Pendik’te oturan bir kitapseversiniz. Akademik yayınları, iyi yazılmış edebiyat eserlerini birkaç tuşla internetten satın almak son derece kolayken, neden Beylikdüzü’nde yapılan bir fuara gidesiniz ki ? Gerçek kitapseverler aradığı tüm kitapları zaten internetten bulabiliyor. Fuarın kalabalık ortamında aradığınız bir yazarın önce yayıncısını bulmak, sonra yüzlerce kitabın yığıldığı masanın üzerinde o kitabı arayıp bulmak hiç kolay olmuyor. Üstelik çoğu kitabı  “satılmıyor” diye fuara getirmiyorlar bile.
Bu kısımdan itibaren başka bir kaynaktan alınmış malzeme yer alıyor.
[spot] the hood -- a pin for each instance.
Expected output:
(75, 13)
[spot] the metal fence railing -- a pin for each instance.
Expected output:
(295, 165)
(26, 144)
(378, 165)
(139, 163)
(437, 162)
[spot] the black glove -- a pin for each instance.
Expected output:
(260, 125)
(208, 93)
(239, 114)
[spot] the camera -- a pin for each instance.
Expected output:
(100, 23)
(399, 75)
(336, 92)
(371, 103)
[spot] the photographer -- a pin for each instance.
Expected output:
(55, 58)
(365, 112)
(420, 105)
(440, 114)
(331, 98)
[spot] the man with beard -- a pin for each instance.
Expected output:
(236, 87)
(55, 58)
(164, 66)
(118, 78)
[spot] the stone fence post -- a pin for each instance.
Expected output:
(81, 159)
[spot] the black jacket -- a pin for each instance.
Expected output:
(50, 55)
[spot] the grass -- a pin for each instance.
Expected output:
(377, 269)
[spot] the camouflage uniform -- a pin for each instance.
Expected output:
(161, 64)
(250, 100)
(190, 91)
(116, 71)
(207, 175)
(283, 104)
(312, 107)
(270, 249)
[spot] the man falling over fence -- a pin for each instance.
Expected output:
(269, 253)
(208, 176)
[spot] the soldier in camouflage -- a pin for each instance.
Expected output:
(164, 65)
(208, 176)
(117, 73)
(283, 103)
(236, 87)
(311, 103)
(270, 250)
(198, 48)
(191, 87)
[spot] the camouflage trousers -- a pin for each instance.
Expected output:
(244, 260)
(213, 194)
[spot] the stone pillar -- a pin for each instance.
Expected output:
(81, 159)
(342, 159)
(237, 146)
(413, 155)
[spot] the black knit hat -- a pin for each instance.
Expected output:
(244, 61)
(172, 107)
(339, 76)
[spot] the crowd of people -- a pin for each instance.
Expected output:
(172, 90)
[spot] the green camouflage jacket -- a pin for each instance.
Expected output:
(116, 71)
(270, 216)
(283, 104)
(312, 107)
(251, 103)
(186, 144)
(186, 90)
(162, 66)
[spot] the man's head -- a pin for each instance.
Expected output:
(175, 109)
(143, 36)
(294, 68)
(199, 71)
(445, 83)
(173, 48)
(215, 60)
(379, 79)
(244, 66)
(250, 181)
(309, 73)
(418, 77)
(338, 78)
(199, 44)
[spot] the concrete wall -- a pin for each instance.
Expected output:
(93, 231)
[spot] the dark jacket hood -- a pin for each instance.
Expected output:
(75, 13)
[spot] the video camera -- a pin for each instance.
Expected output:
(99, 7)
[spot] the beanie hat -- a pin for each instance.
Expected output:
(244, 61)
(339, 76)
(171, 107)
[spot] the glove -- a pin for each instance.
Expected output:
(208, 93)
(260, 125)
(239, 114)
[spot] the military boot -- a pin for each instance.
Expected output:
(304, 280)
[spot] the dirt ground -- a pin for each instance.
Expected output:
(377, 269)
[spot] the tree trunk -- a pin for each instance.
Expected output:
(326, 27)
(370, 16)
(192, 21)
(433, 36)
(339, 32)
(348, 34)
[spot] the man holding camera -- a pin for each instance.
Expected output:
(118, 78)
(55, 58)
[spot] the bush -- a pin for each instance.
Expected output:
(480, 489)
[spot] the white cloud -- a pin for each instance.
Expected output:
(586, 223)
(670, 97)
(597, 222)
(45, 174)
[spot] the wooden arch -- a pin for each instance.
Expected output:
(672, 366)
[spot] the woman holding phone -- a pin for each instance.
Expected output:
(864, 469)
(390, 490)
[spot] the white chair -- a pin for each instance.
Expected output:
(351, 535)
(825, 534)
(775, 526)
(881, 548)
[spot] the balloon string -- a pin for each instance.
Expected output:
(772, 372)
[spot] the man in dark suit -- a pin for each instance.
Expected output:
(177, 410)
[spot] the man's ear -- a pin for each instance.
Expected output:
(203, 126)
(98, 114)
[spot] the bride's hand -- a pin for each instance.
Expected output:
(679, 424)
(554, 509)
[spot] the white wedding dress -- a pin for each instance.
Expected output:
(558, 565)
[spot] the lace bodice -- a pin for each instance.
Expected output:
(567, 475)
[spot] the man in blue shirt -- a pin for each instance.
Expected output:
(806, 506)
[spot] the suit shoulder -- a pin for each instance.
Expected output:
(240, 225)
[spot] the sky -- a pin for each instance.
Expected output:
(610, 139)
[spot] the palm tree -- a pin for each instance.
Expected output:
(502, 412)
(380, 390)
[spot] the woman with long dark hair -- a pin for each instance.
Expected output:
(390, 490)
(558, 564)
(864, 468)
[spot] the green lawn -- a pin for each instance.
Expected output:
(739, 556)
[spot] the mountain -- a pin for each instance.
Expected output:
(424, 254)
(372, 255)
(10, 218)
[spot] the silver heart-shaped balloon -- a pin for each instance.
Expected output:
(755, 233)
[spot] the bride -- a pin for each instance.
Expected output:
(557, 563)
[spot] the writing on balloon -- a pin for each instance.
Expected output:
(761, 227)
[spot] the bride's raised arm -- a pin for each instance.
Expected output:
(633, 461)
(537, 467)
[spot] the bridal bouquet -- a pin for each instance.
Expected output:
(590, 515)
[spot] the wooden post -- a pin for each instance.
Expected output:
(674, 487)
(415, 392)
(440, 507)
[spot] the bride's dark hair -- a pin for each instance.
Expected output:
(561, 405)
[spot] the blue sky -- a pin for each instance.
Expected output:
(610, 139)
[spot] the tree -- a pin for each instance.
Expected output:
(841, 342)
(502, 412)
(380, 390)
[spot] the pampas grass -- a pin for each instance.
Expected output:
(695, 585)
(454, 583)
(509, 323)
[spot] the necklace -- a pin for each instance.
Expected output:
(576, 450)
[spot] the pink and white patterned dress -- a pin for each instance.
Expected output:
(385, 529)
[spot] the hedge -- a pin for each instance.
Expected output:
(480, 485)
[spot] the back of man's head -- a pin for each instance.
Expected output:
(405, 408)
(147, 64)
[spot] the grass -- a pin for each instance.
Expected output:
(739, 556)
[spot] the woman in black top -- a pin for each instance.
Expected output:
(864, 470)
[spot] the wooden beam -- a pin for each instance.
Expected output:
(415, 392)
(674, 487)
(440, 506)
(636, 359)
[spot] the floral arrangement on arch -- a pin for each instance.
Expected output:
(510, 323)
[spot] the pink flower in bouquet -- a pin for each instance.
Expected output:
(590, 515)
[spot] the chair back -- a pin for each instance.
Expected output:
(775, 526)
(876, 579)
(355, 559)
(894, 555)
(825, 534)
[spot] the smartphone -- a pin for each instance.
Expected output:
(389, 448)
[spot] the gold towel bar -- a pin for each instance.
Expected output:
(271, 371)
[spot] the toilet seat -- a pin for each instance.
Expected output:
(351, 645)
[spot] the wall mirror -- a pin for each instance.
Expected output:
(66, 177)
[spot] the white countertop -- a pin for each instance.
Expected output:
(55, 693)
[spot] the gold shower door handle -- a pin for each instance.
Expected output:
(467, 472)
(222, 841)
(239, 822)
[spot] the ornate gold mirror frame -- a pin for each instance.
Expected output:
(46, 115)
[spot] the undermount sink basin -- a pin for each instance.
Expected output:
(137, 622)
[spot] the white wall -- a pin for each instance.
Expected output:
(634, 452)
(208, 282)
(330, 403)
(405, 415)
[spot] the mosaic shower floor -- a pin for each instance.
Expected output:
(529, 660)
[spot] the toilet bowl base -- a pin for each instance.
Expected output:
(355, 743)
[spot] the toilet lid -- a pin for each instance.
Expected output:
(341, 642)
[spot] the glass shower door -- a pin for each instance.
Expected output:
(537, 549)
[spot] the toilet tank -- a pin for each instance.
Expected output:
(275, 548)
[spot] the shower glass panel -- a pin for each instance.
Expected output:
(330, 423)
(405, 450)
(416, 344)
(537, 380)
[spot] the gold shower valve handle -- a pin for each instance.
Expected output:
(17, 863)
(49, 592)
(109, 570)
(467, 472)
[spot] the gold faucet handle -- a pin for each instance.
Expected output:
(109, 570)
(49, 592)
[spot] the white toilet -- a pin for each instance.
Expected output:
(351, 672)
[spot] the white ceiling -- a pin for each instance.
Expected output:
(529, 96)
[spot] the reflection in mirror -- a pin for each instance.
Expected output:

Sevdiğiniz yazarı görmek sadece fuara özgü bir ayrıcalık değil. Yıl boyu türlü etkinlikler ve söyleşiler yapılıyor ve bu etkinliklerin hemen hepsi “şehir merkezinde” bulunan kitabevlerinde veya şık kafelerde gerçekleştiriliyor. Kolayca ulaşabiliyor ve evinize rahatça dönebiliyorsunuz.

Pendik’te oturan bir kitapseverden örnek vermişken sormak gerekiyor: Neden İstanbul’un Anadolu yakasında bir kitap fuarı düzenlenmiyor ?  Türkiye’nin sosyo-kültürel düzeyi en yüksek ilçelerinden biri olan Kadıköy’de  kitap fuarının olmaması İstanbul için büyük bir eksiklik değil midir ?  

Dijital bir çağda her şey tematikleşmiş durumda. Kitap dahil tüm ürünler özel ilgi alanlarına bölündü.. Sadece meraklıları için üretilen kalemler, defterler, çantalar ve kitaplar var. Akademik kitaplara ilgi duyanlar olduğu gibi, edebiyat eserlerine düşkün olanlar, çocuk kitaplarını sevenler, bilim kurgu meraklıları veya çizgi romancılar var. Kocaman bir kitap fuarında tüm bu tematik yayınlara yer vermenin ne kadar zor olduğunu tahmin edersiniz. Oysa hangi alana meraklıysanız internete girip sadece o alanda yayımlanmış kitaplara yerinizden kalkmadan ulaşabiliyorsunuz.

Ben bu sene kitap fuarına katılmak istemedim. Okurlar tüm kitaplarımı internetten satın alabiliyor ve bana istedikleri an ulaşabiliyor. Ben de okumak istediğim tüm kitapları internetten alıyorum. Kapıma kadar gelen kitabın rahatlığı dururken, kalkıp Beylikdüzü’ne gitmenin zaman kaybına tahammül edemiyorum. Üstelik gittiğim zaman aradığım kitabı bulacağımdan hiç de emin değilim. Otobüslerle fuar alanına getirilen ortaokul ve lise öğrencilerinin arasından geçip gerçek bir edebiyat eserine, bir deneme kitabına, bir antolojiye ulaşmanız mümkün olmuyor, bunu bizzat gördüm. O nedenle kararımı değiştirecek çok önemli bir şey olmadıkça şehir merkezinden bu kadar uzakta yapılan kitap fuarına gitmeyeceğim.     

Katılan tüm yayınevlerine bol satışlar dilerim.